Katz, in comments marking the departure from Newsnight of Jeremy Paxman and his replacement by the less-confrontational Evan Davis, claimed the political interview was badly served by “the predominance of an aggressive style characterised by the dictum ‘Why is this lying bastard lying to me?’”
Davis has also suggested that politician and interviewers had reached an impasse. “We are locked into the low road,” he said in a lecture on adversarial journalism this year.
But Humphrys said he believed politicians enjoyed being “pushed quite hard” in interviews.
“I don’t know of any politician – a serious politician in a serious interview – who doesn’t want to be pressed,” he said. “Politicians are fighters, without exception, that’s what they do. You don’t get to be an MP, let alone a cabinet minister, unless you are tough and willing to fight your corner. There isn’t a single politician out there who isn’t capable of engaging in this sort of combat and relishing it, otherwise you wouldn’t stay in the job.”
Although he argued that it was “silly” for an interviewer to engage in “naked aggression for the point of showing off”, he said he never did that.
Astute politicians were not distressed by bullying questioning but saw it as an opportunity to score points, he said.
“I don’t think they mind being bullied because the clever ones will take advantage of that and point it out to the audience that that’s what you are doing.”

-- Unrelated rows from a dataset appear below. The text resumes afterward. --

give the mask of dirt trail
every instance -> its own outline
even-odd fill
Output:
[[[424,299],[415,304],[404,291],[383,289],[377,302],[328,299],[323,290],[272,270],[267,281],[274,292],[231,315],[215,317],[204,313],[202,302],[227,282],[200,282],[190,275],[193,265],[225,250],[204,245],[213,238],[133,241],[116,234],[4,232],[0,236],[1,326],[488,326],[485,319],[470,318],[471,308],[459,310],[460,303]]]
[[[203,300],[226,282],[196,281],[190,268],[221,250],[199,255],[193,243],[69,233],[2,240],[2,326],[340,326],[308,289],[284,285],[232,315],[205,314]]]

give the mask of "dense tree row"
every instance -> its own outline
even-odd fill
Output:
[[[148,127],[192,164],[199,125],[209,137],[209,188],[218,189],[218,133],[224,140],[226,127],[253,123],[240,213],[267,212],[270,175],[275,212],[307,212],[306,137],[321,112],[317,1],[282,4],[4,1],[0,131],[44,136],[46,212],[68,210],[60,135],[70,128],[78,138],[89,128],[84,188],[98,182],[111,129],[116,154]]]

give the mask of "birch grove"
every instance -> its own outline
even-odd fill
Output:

Humphrys, who appears at Monday’s Radio Festival in Salford, suggested that Newsnight was adopting a different style in order to attract more high-profile guests. But he warned the BBC2 show against adopting the soft interview tactics of his one-time BBC rival Sir David Frost in the 1990s when Humphrys presented On The Record and Sir David hosted Breakfast with Frost.
“David took the view that you got the best out of people by being very gentle and sometimes it worked and sometimes it didn’t,” he said.
“Clearly Ian is worried that they haven’t been getting the big names, the senior politicians when they have needed them. But if the price is that you then go easy on them – and that was the price when David Frost was doing his programme – then I think it’s too high a price. ”
Newsnight’s audience has risen nearly 4 per cent since the Davis arrived at the end of last month. The flagship BBC2 current-affairs show has had an average rating of 579,000, compared to 558,000 in the three-month period before he started, when it was hosted by a variety of presenters.